A Jacobo se le ha quitado la gana de cazar. Lleva unos cuantos días dando vueltas por el Asubio y llevándose a Felipe Arnaiz a tomar cervezas a Lobreña o a Letona. El fin de semana largo que tenían se está acabando. Tan liado está y tan complicado ve todo en el Asubio, que ha llamado a su hermana por teléfono y le ha dicho que no venga: no está el horno para bollos ni la casa para niños, Andrea. Estáis mejor en Madrid. Angélica y yo estamos como estamos, o sea: mal.

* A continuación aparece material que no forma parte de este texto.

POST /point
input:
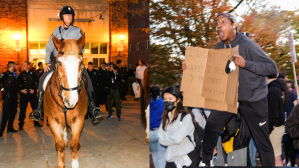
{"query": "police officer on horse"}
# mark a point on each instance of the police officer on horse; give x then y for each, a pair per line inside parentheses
(66, 31)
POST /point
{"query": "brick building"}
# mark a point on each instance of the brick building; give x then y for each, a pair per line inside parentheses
(138, 32)
(102, 21)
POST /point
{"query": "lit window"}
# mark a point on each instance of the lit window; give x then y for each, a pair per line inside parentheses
(94, 48)
(34, 48)
(103, 48)
(87, 49)
(137, 46)
(147, 44)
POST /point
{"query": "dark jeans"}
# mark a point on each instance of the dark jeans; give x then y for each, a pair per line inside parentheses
(125, 88)
(24, 99)
(255, 113)
(289, 147)
(9, 111)
(192, 156)
(114, 93)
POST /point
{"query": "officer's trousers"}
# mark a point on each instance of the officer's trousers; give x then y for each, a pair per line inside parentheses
(9, 111)
(125, 89)
(52, 67)
(114, 93)
(24, 99)
(256, 116)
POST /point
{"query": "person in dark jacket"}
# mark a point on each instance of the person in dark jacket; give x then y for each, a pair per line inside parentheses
(156, 111)
(292, 126)
(40, 70)
(112, 91)
(287, 140)
(253, 65)
(102, 95)
(276, 115)
(95, 79)
(27, 83)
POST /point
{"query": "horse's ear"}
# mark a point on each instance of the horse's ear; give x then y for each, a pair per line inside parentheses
(81, 41)
(59, 44)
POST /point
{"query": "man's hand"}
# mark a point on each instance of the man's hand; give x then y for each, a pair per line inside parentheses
(184, 66)
(239, 61)
(24, 91)
(47, 67)
(31, 91)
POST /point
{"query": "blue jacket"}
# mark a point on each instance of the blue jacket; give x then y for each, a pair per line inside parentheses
(156, 111)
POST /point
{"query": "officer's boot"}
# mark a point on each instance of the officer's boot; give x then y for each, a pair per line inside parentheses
(38, 114)
(95, 112)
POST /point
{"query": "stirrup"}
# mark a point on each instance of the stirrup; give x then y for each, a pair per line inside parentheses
(97, 113)
(36, 116)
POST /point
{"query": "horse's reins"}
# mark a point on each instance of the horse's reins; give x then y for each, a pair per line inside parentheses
(63, 108)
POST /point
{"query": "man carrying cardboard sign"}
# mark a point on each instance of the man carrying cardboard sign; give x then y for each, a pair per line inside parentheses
(254, 65)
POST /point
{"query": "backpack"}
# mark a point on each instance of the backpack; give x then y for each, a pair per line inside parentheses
(198, 138)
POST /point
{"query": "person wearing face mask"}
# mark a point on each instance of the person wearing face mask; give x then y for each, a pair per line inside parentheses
(156, 111)
(173, 132)
(254, 65)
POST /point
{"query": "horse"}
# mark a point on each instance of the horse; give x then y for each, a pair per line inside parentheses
(65, 101)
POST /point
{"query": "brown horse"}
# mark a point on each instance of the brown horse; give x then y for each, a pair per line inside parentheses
(65, 101)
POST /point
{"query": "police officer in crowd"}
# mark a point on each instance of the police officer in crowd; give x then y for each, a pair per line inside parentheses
(8, 87)
(112, 91)
(27, 83)
(119, 73)
(95, 79)
(102, 95)
(40, 70)
(66, 31)
(125, 75)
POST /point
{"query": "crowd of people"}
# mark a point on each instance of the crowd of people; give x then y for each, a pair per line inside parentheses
(109, 82)
(265, 127)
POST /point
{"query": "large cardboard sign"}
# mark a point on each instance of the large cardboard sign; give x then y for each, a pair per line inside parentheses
(205, 83)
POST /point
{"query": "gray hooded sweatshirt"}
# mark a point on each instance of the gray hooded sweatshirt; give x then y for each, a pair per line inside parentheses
(252, 80)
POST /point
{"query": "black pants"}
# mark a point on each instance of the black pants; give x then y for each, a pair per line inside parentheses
(192, 156)
(9, 111)
(125, 89)
(52, 67)
(24, 99)
(256, 116)
(289, 147)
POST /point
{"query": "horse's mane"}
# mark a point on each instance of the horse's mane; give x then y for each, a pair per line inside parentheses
(71, 47)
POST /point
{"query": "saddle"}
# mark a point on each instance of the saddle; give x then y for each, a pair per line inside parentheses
(85, 81)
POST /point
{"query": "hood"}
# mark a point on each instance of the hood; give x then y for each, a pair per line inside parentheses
(157, 104)
(276, 83)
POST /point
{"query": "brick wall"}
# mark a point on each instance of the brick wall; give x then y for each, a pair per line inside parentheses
(13, 19)
(118, 25)
(138, 35)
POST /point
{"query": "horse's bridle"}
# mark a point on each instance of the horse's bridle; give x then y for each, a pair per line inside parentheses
(78, 88)
(63, 108)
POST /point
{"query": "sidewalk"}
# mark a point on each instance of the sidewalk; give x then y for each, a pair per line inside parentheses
(111, 144)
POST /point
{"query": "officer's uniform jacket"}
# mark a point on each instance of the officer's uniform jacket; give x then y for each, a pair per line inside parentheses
(8, 84)
(27, 81)
(72, 32)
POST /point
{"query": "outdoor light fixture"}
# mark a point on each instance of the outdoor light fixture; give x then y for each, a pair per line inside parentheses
(122, 37)
(17, 37)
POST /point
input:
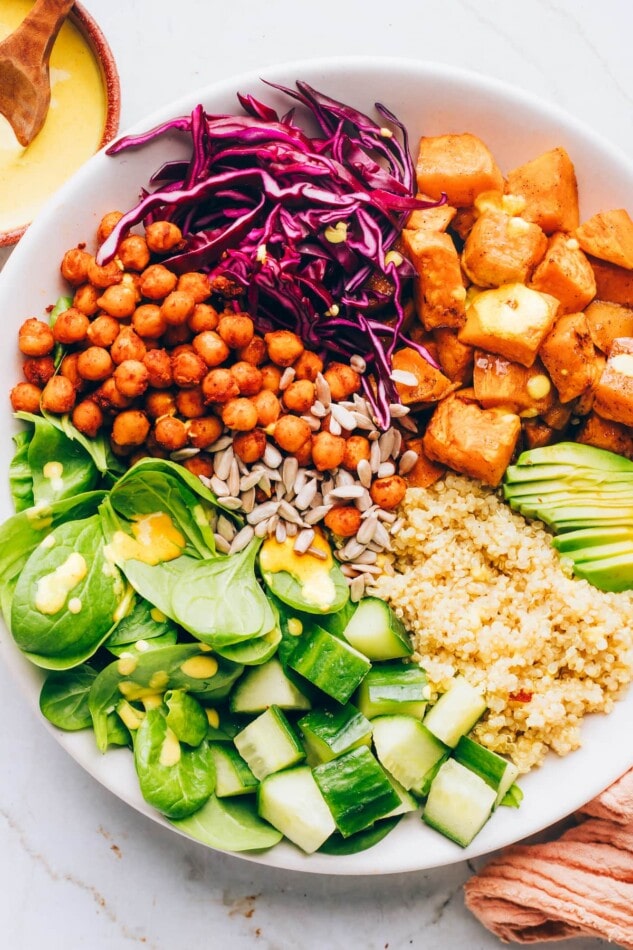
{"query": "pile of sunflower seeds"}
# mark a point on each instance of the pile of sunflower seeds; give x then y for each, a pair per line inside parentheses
(296, 499)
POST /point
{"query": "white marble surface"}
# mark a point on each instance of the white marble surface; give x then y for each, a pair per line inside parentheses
(80, 869)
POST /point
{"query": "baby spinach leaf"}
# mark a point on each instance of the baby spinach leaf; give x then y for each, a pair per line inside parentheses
(175, 780)
(64, 698)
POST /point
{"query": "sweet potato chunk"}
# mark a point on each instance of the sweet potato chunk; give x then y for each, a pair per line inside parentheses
(566, 274)
(511, 320)
(458, 164)
(609, 236)
(569, 356)
(614, 391)
(477, 442)
(502, 249)
(439, 287)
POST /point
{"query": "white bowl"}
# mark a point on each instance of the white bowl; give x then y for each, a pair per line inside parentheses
(430, 99)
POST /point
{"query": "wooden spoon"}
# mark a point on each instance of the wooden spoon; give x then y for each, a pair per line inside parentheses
(25, 90)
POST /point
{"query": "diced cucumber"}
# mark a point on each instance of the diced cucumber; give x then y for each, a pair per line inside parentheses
(392, 689)
(459, 803)
(268, 744)
(329, 663)
(232, 774)
(455, 712)
(331, 732)
(292, 803)
(356, 789)
(376, 631)
(408, 750)
(264, 686)
(496, 771)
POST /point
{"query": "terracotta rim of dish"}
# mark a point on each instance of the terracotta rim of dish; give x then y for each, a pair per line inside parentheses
(90, 29)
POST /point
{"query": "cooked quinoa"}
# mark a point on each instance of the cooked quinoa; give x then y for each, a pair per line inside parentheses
(485, 595)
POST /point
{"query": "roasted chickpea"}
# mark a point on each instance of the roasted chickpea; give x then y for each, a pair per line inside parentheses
(156, 282)
(131, 378)
(170, 432)
(219, 385)
(119, 300)
(247, 377)
(71, 326)
(239, 414)
(291, 432)
(188, 369)
(162, 236)
(130, 427)
(127, 346)
(38, 369)
(299, 396)
(342, 380)
(74, 266)
(25, 397)
(158, 363)
(94, 363)
(284, 347)
(133, 252)
(308, 366)
(58, 396)
(328, 450)
(204, 432)
(87, 417)
(211, 347)
(344, 521)
(388, 492)
(250, 446)
(35, 338)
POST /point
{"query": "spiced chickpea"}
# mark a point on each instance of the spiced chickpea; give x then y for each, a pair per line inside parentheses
(156, 282)
(344, 521)
(211, 347)
(35, 338)
(204, 432)
(94, 363)
(74, 266)
(250, 446)
(130, 427)
(236, 329)
(58, 396)
(219, 385)
(328, 450)
(25, 397)
(239, 414)
(291, 433)
(299, 396)
(88, 417)
(388, 492)
(71, 326)
(284, 347)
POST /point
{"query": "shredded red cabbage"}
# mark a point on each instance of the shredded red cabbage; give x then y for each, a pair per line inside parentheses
(298, 223)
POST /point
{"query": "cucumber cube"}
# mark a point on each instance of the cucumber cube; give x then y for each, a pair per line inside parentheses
(356, 789)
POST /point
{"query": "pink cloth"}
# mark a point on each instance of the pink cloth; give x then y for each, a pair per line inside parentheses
(579, 885)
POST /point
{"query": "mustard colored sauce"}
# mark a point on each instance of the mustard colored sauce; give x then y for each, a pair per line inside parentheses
(71, 133)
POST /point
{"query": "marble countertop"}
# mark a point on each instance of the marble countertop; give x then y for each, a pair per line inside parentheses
(81, 869)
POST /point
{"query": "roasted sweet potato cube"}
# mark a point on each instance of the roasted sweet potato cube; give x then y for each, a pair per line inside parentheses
(511, 320)
(609, 236)
(566, 274)
(502, 249)
(607, 321)
(498, 382)
(458, 164)
(474, 441)
(569, 356)
(548, 184)
(439, 287)
(614, 390)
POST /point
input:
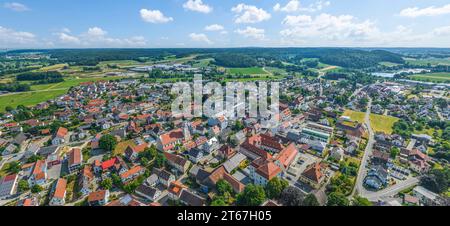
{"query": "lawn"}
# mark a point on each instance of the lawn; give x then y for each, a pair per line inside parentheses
(247, 71)
(382, 123)
(28, 98)
(432, 77)
(122, 146)
(379, 123)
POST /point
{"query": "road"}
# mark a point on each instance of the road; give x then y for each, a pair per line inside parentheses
(362, 171)
(392, 190)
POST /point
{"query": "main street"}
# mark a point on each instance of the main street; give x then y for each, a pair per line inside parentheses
(359, 188)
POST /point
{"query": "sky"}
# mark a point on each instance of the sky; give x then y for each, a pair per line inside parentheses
(223, 23)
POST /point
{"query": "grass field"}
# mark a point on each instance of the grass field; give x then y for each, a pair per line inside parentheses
(41, 93)
(425, 62)
(379, 123)
(247, 71)
(382, 123)
(432, 77)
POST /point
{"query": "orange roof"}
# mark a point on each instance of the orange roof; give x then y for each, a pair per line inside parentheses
(62, 132)
(287, 155)
(97, 196)
(131, 171)
(60, 188)
(75, 157)
(269, 170)
(313, 172)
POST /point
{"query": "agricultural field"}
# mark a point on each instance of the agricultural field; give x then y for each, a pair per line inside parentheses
(382, 123)
(379, 123)
(247, 71)
(432, 77)
(425, 62)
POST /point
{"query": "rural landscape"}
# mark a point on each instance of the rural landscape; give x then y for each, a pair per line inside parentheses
(86, 119)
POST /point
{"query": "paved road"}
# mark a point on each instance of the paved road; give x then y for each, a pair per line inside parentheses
(359, 188)
(392, 190)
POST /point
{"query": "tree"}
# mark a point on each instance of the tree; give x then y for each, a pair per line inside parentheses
(360, 201)
(36, 189)
(275, 186)
(106, 183)
(223, 186)
(311, 200)
(108, 142)
(23, 186)
(291, 196)
(337, 199)
(253, 195)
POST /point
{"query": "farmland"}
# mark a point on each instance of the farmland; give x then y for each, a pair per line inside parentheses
(432, 77)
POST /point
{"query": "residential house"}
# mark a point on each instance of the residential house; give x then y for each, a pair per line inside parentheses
(59, 193)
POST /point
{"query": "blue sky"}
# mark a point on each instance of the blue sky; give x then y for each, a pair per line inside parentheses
(224, 23)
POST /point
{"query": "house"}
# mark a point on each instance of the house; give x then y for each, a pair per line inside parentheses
(426, 196)
(132, 173)
(177, 162)
(61, 136)
(85, 180)
(147, 192)
(164, 177)
(376, 178)
(59, 193)
(132, 152)
(75, 160)
(168, 141)
(38, 175)
(8, 185)
(225, 152)
(191, 199)
(98, 198)
(313, 175)
(195, 155)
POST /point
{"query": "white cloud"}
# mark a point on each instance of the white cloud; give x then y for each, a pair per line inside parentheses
(200, 38)
(291, 6)
(12, 38)
(442, 31)
(327, 27)
(249, 14)
(68, 39)
(154, 16)
(214, 27)
(198, 6)
(295, 6)
(429, 11)
(252, 33)
(15, 6)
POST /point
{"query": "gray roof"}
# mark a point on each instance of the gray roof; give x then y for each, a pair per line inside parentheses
(234, 162)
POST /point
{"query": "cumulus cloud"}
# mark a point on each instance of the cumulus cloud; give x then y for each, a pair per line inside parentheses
(15, 6)
(214, 27)
(251, 32)
(11, 38)
(249, 14)
(197, 6)
(154, 16)
(295, 6)
(200, 38)
(327, 27)
(429, 11)
(98, 37)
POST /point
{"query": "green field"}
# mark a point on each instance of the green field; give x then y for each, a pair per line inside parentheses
(247, 71)
(425, 62)
(41, 93)
(432, 77)
(379, 123)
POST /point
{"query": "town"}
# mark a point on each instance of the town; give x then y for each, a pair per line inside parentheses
(358, 140)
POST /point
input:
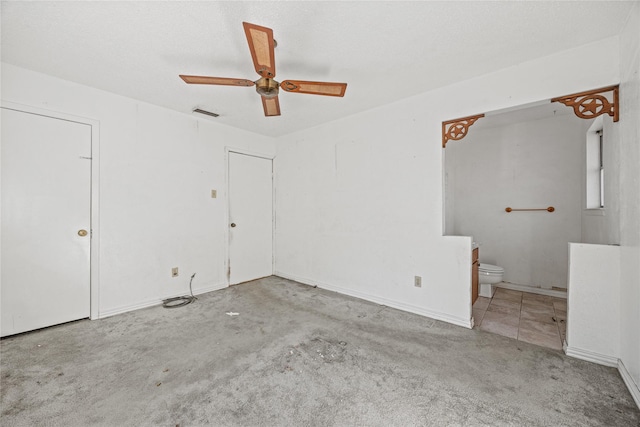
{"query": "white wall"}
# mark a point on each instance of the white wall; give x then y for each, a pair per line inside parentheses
(157, 169)
(359, 200)
(593, 303)
(629, 128)
(532, 164)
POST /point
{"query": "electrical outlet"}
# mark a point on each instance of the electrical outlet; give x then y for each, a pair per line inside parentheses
(417, 281)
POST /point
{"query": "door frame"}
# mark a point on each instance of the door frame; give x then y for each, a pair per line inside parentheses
(227, 151)
(94, 254)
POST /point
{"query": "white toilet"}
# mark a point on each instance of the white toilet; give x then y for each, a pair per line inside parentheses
(489, 275)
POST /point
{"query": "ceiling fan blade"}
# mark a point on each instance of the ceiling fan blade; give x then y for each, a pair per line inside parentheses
(314, 88)
(204, 80)
(261, 46)
(271, 106)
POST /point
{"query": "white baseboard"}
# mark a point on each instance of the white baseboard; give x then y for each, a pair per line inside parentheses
(629, 382)
(156, 301)
(465, 323)
(591, 356)
(532, 289)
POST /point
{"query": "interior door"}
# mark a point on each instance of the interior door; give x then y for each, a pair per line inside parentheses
(250, 217)
(46, 235)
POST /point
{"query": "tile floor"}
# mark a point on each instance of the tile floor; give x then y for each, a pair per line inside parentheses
(533, 318)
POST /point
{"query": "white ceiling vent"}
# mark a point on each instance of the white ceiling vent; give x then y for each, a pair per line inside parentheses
(205, 112)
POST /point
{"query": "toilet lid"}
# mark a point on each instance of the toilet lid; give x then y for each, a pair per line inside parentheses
(490, 268)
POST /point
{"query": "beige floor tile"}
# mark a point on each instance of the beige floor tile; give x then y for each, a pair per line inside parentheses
(477, 314)
(505, 309)
(508, 294)
(541, 309)
(499, 323)
(504, 303)
(538, 300)
(538, 333)
(544, 316)
(482, 303)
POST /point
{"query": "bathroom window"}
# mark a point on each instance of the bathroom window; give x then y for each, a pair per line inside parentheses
(595, 167)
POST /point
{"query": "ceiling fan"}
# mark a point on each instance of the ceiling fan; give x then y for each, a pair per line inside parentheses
(261, 45)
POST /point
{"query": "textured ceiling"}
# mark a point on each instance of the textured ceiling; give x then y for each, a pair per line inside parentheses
(385, 51)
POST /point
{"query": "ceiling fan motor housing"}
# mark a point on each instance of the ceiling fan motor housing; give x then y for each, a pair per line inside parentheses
(268, 88)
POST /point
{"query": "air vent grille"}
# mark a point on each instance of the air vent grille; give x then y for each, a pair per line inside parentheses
(205, 112)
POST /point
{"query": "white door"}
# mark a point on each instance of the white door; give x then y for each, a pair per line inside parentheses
(46, 195)
(250, 218)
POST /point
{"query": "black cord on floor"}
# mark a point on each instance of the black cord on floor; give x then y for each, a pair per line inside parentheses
(180, 301)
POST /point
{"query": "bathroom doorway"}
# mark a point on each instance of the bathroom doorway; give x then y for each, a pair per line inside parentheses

Angélica ha prolongado la convalecencia todo lo posible para no tener que verse con su marido por un lado o con su suegro por otro. Pensar en Jacobo le da jaqueca, pensar en Juan la hace sentirse taquicárdica. Pensar en hablar con Juan, teniendo a Jacobo dando vueltas por la casa, es impensable luego: mejor estarse en la cama convaleciente. Hoy, o mañana, o pasado se volverá Jacobo con Felipe Arnaiz de regreso a Madrid. ¿Y Angélica qué hará? Angélica está convaleciente y no está en condiciones de viajar. No, aún no.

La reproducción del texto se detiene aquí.